Assignment 6#
Dave Friedman
CMPSC 465 Data Structures and Algorithms
1#
For each of the following Horn formulae apply the greedy algorithm discussed in lecture to find a variable assignment that satisfies it, or state that the formula is not satisfiable. Show the complete, step-by-step sequence of assignments made to solve the formula.
A
This set of clauses is not satisfiable.
\( \begin{aligned} (w \land y \land z) &\implies x \\ (x \land z) &\implies w \\ x &\implies y && \text{2. y must be true} \\ &\implies x && \text{1. x must be true} \\ (x \land y) &\implies w && \text{3. w must be true} \\ (\lnot w \lor \lnot x \lor \lnot y) & && \text{not satisfied}\\ \lnot z \\ \end {aligned} \)
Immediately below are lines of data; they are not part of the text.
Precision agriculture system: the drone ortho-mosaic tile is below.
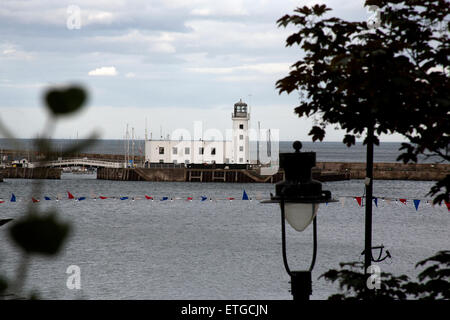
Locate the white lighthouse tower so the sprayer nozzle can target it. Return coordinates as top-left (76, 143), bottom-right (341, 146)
top-left (231, 99), bottom-right (250, 164)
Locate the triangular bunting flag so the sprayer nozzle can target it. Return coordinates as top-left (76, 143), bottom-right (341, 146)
top-left (413, 199), bottom-right (420, 211)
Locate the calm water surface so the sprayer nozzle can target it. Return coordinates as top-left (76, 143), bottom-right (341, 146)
top-left (0, 175), bottom-right (450, 299)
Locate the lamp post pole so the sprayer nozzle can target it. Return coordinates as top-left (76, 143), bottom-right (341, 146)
top-left (263, 141), bottom-right (336, 302)
top-left (364, 124), bottom-right (374, 274)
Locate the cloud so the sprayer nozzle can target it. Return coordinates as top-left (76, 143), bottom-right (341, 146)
top-left (88, 67), bottom-right (117, 77)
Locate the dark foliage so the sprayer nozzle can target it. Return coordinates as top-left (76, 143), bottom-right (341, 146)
top-left (319, 250), bottom-right (450, 300)
top-left (276, 0), bottom-right (450, 201)
top-left (9, 212), bottom-right (70, 255)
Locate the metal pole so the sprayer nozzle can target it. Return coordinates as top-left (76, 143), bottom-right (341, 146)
top-left (280, 199), bottom-right (292, 276)
top-left (364, 123), bottom-right (374, 274)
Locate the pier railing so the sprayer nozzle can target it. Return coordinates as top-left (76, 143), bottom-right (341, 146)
top-left (28, 158), bottom-right (124, 168)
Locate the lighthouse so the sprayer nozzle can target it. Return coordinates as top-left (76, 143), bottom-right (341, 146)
top-left (231, 99), bottom-right (250, 164)
top-left (145, 99), bottom-right (250, 168)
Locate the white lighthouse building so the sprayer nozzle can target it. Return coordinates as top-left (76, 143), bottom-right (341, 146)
top-left (145, 99), bottom-right (250, 166)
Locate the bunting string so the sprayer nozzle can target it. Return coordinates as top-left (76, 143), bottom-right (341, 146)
top-left (0, 190), bottom-right (450, 211)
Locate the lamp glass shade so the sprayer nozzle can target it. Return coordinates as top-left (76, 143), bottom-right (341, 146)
top-left (284, 203), bottom-right (319, 231)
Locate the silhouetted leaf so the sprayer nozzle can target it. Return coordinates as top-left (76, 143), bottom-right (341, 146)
top-left (45, 87), bottom-right (87, 116)
top-left (9, 211), bottom-right (70, 255)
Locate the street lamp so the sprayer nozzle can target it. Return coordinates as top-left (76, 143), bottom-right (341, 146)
top-left (262, 141), bottom-right (336, 301)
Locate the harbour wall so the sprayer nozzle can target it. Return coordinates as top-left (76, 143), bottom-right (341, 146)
top-left (0, 167), bottom-right (62, 180)
top-left (97, 162), bottom-right (450, 183)
top-left (316, 162), bottom-right (450, 181)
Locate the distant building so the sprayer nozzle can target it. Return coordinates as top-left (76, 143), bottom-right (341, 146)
top-left (145, 100), bottom-right (250, 164)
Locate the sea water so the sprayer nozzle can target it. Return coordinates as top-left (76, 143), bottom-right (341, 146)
top-left (0, 175), bottom-right (450, 299)
top-left (0, 139), bottom-right (439, 163)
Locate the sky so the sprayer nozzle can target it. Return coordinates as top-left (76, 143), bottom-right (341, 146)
top-left (0, 0), bottom-right (402, 141)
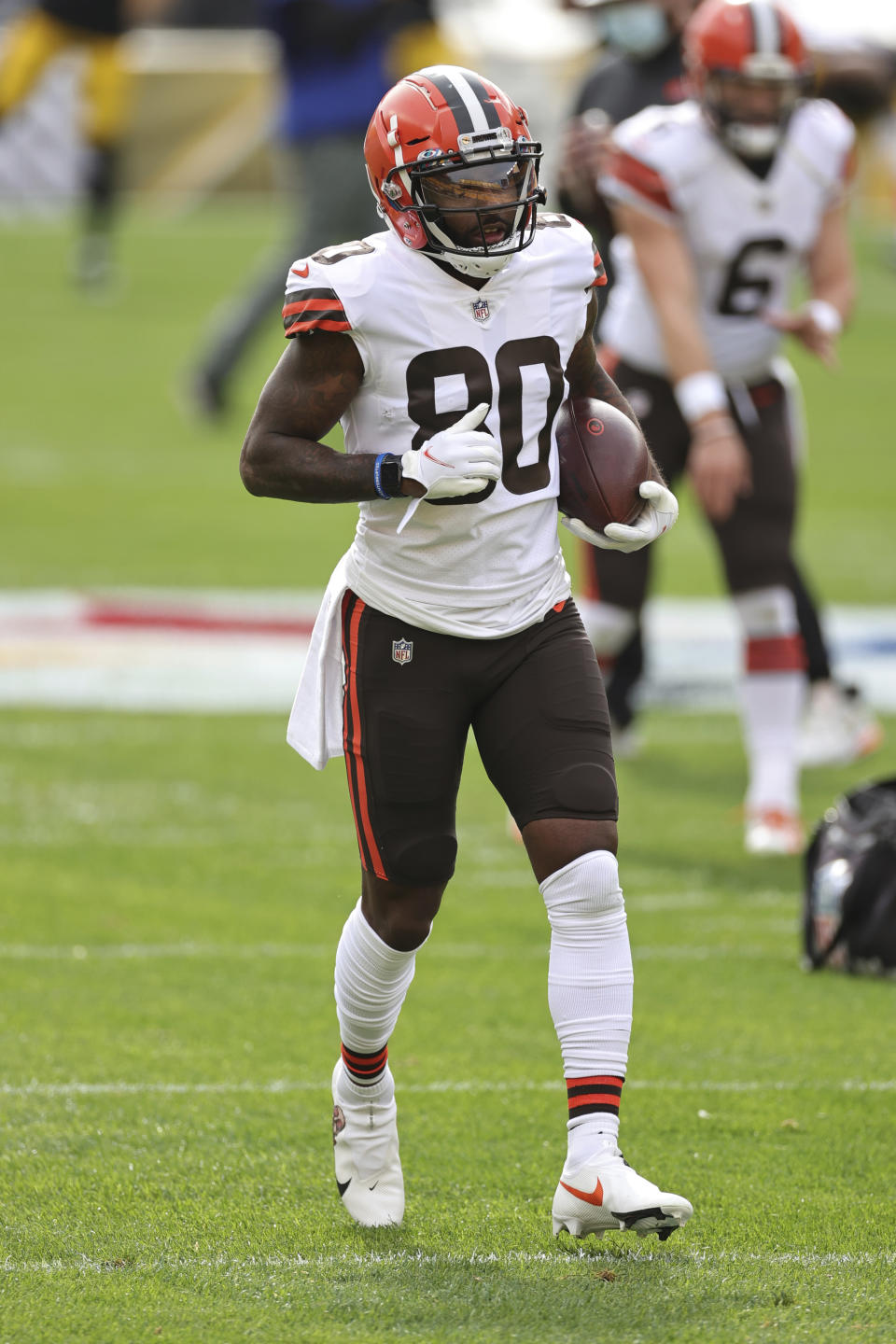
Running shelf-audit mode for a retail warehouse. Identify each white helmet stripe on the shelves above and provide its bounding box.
[420,66,501,133]
[749,0,780,56]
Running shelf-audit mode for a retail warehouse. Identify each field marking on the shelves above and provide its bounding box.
[0,1078,896,1097]
[0,589,896,715]
[0,941,796,961]
[1,1246,896,1274]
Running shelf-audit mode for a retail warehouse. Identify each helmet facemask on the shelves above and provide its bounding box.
[701,55,804,161]
[383,132,545,278]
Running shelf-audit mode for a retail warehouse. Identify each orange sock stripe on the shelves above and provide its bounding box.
[746,635,806,672]
[569,1093,620,1110]
[340,1045,388,1078]
[566,1074,624,1087]
[342,1045,388,1069]
[566,1074,624,1120]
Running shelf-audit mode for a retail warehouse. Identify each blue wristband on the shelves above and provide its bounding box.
[373,453,392,500]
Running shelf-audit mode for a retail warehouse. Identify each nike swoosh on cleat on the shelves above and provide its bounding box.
[560,1180,607,1218]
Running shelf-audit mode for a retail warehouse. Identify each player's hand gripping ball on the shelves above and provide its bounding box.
[556,397,679,551]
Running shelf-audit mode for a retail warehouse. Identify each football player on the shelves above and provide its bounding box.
[557,0,892,764]
[242,66,692,1238]
[588,0,853,853]
[0,0,171,287]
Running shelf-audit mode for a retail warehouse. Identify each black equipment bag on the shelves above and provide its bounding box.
[804,778,896,974]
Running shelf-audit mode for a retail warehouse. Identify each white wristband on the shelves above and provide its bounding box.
[675,369,728,425]
[806,299,844,336]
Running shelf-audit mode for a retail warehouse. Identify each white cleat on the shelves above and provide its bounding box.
[744,807,806,853]
[553,1145,693,1242]
[799,681,884,767]
[333,1059,404,1227]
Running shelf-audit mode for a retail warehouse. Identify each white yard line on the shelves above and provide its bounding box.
[0,1078,896,1097]
[0,1244,896,1274]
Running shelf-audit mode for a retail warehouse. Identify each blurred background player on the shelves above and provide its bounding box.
[557,0,889,764]
[0,0,171,285]
[590,0,854,853]
[189,0,450,416]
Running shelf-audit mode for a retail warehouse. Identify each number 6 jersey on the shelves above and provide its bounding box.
[284,213,603,638]
[600,98,853,382]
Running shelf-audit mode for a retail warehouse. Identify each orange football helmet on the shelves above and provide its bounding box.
[684,0,808,159]
[364,66,545,277]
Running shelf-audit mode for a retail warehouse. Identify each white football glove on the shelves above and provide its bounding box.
[560,482,679,553]
[401,402,504,500]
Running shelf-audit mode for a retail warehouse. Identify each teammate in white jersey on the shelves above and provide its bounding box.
[242,66,692,1238]
[583,0,853,853]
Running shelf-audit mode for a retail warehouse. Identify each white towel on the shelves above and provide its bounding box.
[287,555,348,770]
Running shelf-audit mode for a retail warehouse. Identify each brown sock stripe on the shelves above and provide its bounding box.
[340,1045,388,1081]
[567,1075,624,1120]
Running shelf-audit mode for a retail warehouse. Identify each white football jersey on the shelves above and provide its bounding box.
[284,213,603,638]
[600,98,854,382]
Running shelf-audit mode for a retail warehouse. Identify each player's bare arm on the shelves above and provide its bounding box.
[617,205,751,519]
[239,332,423,504]
[767,199,856,366]
[566,291,638,425]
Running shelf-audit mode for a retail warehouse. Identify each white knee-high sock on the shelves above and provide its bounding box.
[540,849,634,1164]
[334,901,416,1086]
[735,587,805,812]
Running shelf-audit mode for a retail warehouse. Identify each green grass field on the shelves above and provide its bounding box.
[0,203,896,1344]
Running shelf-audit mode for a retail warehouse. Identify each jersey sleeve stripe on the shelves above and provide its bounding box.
[591,253,608,289]
[609,149,676,214]
[282,289,352,336]
[284,317,352,336]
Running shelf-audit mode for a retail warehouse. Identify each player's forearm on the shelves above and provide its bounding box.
[808,203,856,330]
[239,426,386,504]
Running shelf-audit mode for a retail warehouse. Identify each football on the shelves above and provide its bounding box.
[556,397,654,532]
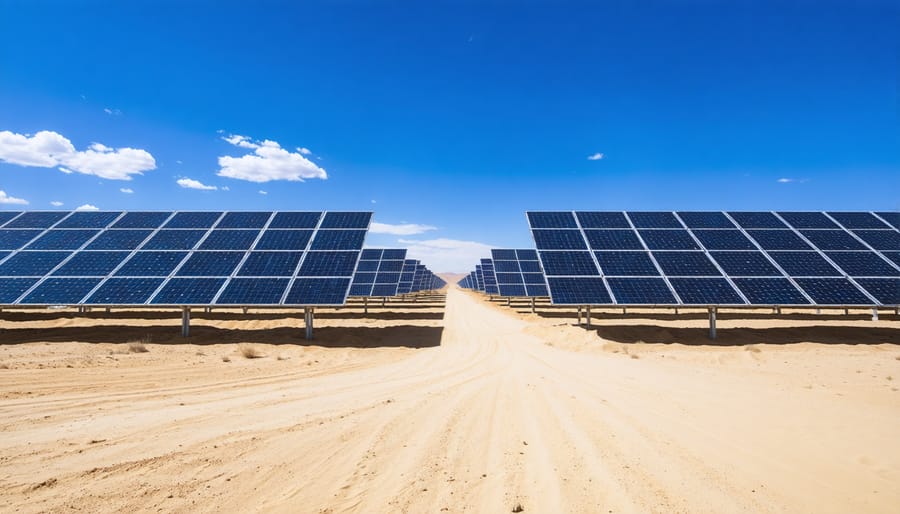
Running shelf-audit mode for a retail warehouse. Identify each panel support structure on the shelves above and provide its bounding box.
[181,307,191,337]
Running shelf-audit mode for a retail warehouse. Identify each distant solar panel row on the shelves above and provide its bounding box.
[0,211,372,306]
[524,212,900,306]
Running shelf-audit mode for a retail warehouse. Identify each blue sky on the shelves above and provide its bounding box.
[0,0,900,271]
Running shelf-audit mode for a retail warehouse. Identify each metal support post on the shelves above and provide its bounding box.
[181,307,191,337]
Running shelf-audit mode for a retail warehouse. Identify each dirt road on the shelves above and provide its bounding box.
[0,289,900,513]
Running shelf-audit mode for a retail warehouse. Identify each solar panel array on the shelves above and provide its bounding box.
[0,211,372,306]
[350,248,406,297]
[526,211,900,306]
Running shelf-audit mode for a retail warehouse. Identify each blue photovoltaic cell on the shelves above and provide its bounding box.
[378,261,403,273]
[319,212,372,229]
[53,252,130,277]
[594,252,659,276]
[541,252,600,275]
[112,212,172,228]
[639,230,700,250]
[519,261,544,273]
[150,278,225,305]
[19,278,102,305]
[237,252,303,277]
[26,230,99,250]
[299,252,359,277]
[356,260,379,272]
[728,212,788,229]
[575,212,631,228]
[310,230,366,250]
[694,230,756,250]
[84,278,164,305]
[516,250,538,261]
[678,212,735,228]
[285,278,350,305]
[828,212,890,228]
[216,212,272,228]
[525,283,550,298]
[0,277,39,304]
[116,252,187,277]
[547,277,612,305]
[372,282,397,296]
[853,230,900,251]
[825,252,900,277]
[494,260,519,273]
[525,212,578,228]
[584,230,644,250]
[778,212,840,228]
[254,229,313,250]
[200,229,259,250]
[747,230,812,250]
[669,278,746,305]
[607,277,677,305]
[381,248,406,261]
[522,273,546,284]
[86,230,152,250]
[497,283,528,297]
[876,212,900,230]
[0,211,20,226]
[710,252,782,277]
[531,230,587,250]
[141,230,206,250]
[4,211,68,228]
[496,273,522,284]
[653,252,722,276]
[491,248,518,261]
[176,252,244,277]
[0,230,41,250]
[54,211,122,228]
[0,252,71,277]
[163,212,222,229]
[628,212,684,228]
[769,252,841,277]
[796,278,872,305]
[856,278,900,305]
[734,278,809,305]
[216,278,289,305]
[269,212,322,229]
[800,230,866,250]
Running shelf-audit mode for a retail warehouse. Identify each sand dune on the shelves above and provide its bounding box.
[0,289,900,513]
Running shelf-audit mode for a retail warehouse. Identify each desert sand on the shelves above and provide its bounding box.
[0,288,900,514]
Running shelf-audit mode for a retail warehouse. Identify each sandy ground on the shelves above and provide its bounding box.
[0,289,900,514]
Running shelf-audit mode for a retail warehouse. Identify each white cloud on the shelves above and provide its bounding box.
[175,177,218,191]
[0,130,156,180]
[0,189,28,205]
[398,239,492,273]
[218,135,328,183]
[369,221,437,236]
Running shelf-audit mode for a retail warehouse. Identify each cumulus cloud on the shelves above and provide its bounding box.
[398,238,492,273]
[369,221,437,236]
[0,130,156,180]
[218,135,328,183]
[0,189,28,205]
[175,177,219,191]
\( \begin{array}{c | c | c | c | c} & 0 & 1 & 2 & 3 \\ \hline w & \text{F} & \text{F} & \text{F} & \text{T} \\ x & \text{F} & \text{T} & \text{T} & \text{T} \\ y & \text{F} & \text{F} & \text{T} & \text{T} \\ z & \text{F} & \text{F} & \text{F} & \text{F} \\ \end {array} \)
B
This set of clauses is satisfiable.
\( \begin{aligned} (x \land z) &\implies y \\ z &\implies w && \text{2. w must be true} \\ (y \land z) &\implies x \\ &\implies z && \text{1. z must be true} \\ (\lnot z \lor \lnot x) & \\ (\lnot w \lor \lnot y \lor \lnot z) & \\ \end {aligned} \)
\( \begin{array}{c | c | c | c} & 0 & 1 & 2 \\ \hline w & \text{F} & \text{F} & \text{T} \\ x & \text{F} & \text{F} & \text{F} \\ y & \text{F} & \text{F} & \text{F} \\ z & \text{F} & \text{T} & \text{T} \\ \end {array} \)
C
This set of clauses is not satisfiable.
\( \begin{aligned} &\implies y && \text{1. y must be true} \\ (x \land z) &\implies w \\ (\lnot x \lor \lnot y) & && \text{not satisfied} \\ y &\implies x && \text{2. x must be true} \\ \end {aligned} \)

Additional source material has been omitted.